Indeed, the default errors and warnings are a total mess. I program with mspgcc, which is based on gcc, and the list of additional warnings I enable are almost the major part of the makefile (in bytes) :)[/quote]

I too normally program with mspgcc (and use gcc for most of the other targets I work with). But when this project was started by a colleague, it used an msp430f2xxx device, and mspgcc had poor support for them at that time. Thus the obvious choice of compilers was CCS, and I'm now continuing it with the same tools. And I have absolutely the same attitude to gcc warnings - I use just about all of them.

Jens-Michael Gross said:
However, the automatic intialisation done by mspgcc has caused me quote some headache until I iscovered what happens and how I can get around it. Because the initialization of data may take longer than the watchdog timeout, mspgcc disables the WDT before initializing the data. Whis was not stated anywhere in the docs, was not expected and definitely was not what I wanted. (what use is a WDT if it is disabled right on startup). I ended up by writing my own startup code. Since puttign everythng manually in uninitialized data segment was way too much work.

One of the disadvantages of tools like mspgcc is that without a serious commercial backing (as there is for gcc for the ARM, the AVR, and many other targets), documentation tends to be low-priority. But I'd rather use a tool that is correct but poorly documented, than a tool that carefully documents its flaws!

Personally, I normally disable watchdogs unless I have reason to believe that the hardware is dodgy (perhaps a poor power supply with no decent power-on reset device). A watchdog doesn't help for software - at best it hides problems and makes them harder to spot. I read an article once which described watchdog resets as "hitting a dead man repeatedly on the head with a hammer in the hope that he'll wake up". If a software issue causes the program to hang, then the software is broken, and the watchdog will not help it. It is possible, however, to use a watchdog reset or interrupt as a debugging aid, perhaps to print out information in the event of a hang.

Jens-Michael Gross said:
I guess that's why CCS does not initialize everything - it costs too much time and as I said, it's not necessary for the majority of bytes (not objects).

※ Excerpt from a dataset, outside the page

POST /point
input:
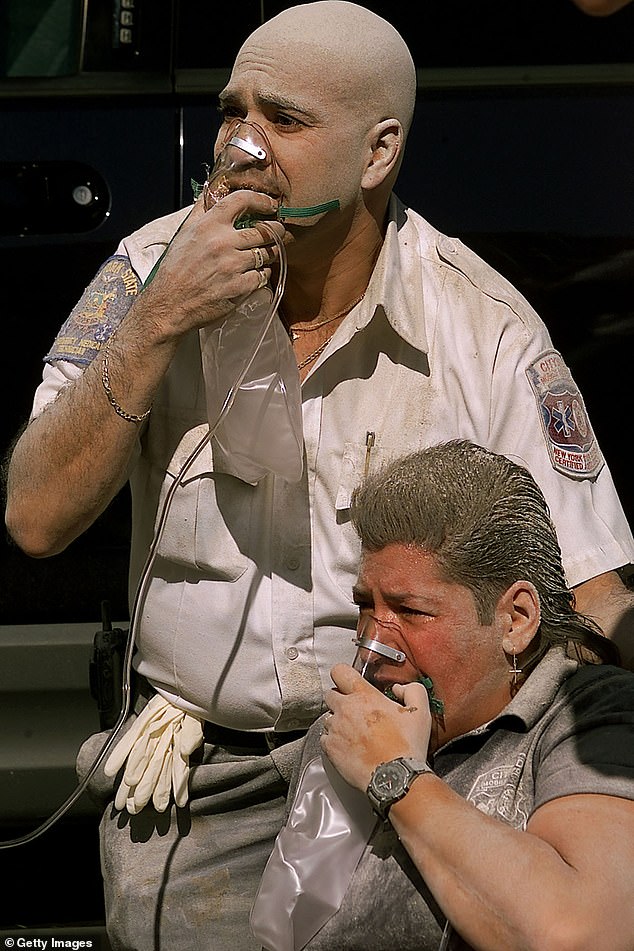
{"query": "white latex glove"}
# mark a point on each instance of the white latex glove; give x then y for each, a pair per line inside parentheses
(157, 750)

The time required is not much in real world terms unless you have huge buffers, or very strict requirements, or very poor initialisation code (I've seen some terrible examples that take many times longer than necessary). And while it is, as you say, not necessary for the majority of bytes (such as those in buffers), it is necessary of the majority of objects - and that need is more important than timing needs. If a buffer is large enough that you specifically want to disable initialisation for it, then it is easy to put it into a particular section - that's a lot less effort than specifically adding "= 0" to all your statically allocated data. And note that declaring data as "int a = 0;" takes more flash space, and longer startup time, than "int a" with proper initialisation code. And putting the "a = 0" inside a function is even worse in time and space.

Jens-Michael Gross said:
Correctness trumphs speed every time.
No. A few microsecond and the realtime event you wanted to catch is gone and you didn't notice, rendering the whole project void. Correctness for the correctness' sake is a luxury you cannot afford on microcontroller projects. If, bu tonly if you have the time, you can go for 'nice' code or canonically correct structures or whatever. But the first and most important rule is to match the project requirements. Which for MCUs usally are 'get it done in the available time and space' and not 'win a design contest with your code'.[/quote]

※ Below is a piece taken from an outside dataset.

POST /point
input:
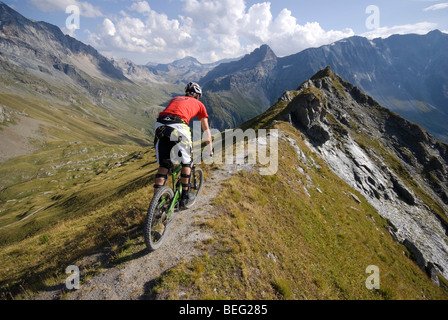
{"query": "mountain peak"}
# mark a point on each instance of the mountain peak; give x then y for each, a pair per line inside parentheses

No, you are very wrong here - but I think that's a misunderstanding of the terms. Correctness is all-important. It's easy to write a program that is fast but doesn't do what it needs to do. If you have specific time requirements, then those are part of the specification and the program is only correct if fulfils those timing requirements. Getting the timing right is then part of getting the program correct, just like meeting any other requirements. Correctness is not a "luxury" - it is fundamental. Sometimes things like style or elegance is a luxury, and must bow to speed requirements (i.e., fast and ugly code is better than slow and neat code if the code must be fast). But if you can stay within your timing budget, style and readability of the code is vital to being sure that the code is correct.

Jens-Michael Gross said:
Our laser power supply could have easily destroyed the laser within a few milliseconds while doing unnecessary startup code work in the controller.

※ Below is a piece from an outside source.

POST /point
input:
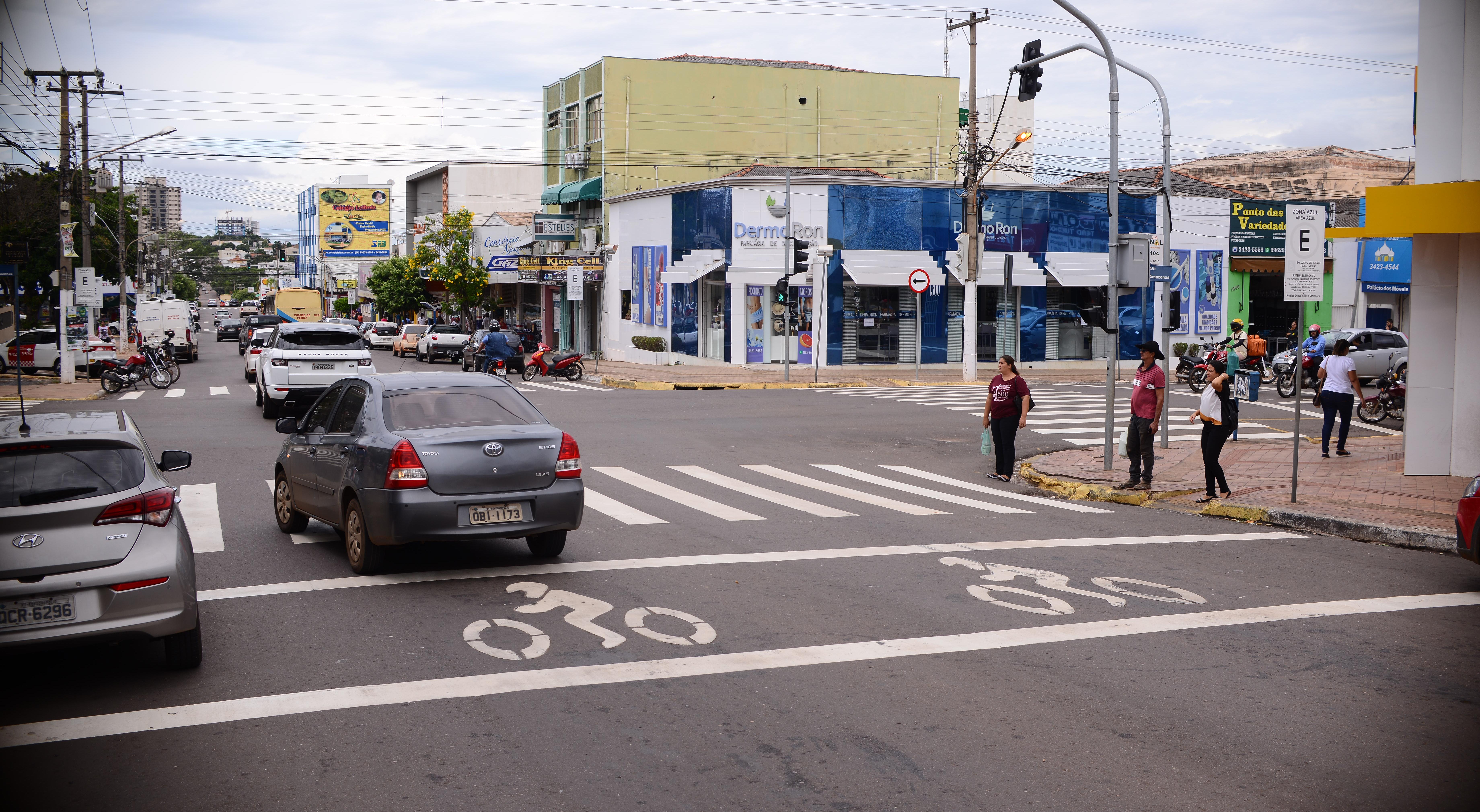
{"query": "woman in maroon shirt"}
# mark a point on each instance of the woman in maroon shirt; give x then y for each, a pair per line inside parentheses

If that is the situation, I would question the wisdom of using a microcontroller in this way. Microcontroller startups are seldom accurate to that sort of level - power-supply startup and power-on reset devices are not normally suitable for such specific tight timing budgets. The usual technique is to have something like an enable signal with a pull-up or pull-down to ensure a fixed state at power-on, and only activate the important electronics once the main program is in action. Of course, this is highly dependent on the project.

Jens-Michael Gross said:
If the programmer has 'initialized' a buffer by assigning a single value, even if 0, the compiler has no choice (by the standard) to put it into pre-initialized data space and generate a full set of initialization data for it which is stored in the code for being copied. Of course if it is really uninitialized it should be put into a ram segment that is not copied from the binary.

That is not true - as with most things in C compilation, it all falls under the "as-if" rule. It is perfectly allowable for the compiler to put data that is explicitly initialised to 0 into the bss, because it has the same effect. It is also perfectly allowable to use something like run-length encoding for explicitly initialised data, rather than storing everything in full in the text section (though that is by far the most common method).

Jens-Michael Gross said:
Anyway, my current work is coding in ActionScript for Flex. It's like adding the worst parts of C++ and JavaScripts to something that is as opaque as 'the Fog'. Luckily, I don't have to care for microseconds in this project. :)

ActionScript is something like javascript, isn't it? I recently completed a project which involved an active web page (served up from a TI Cortex-M3 device, programmed with gcc). But I avoided writing the javascript directly. I used pyjamas to convert a nice, clear Python program into the monstrosity of javascript that was needed to give correct results on all common webbrowsers.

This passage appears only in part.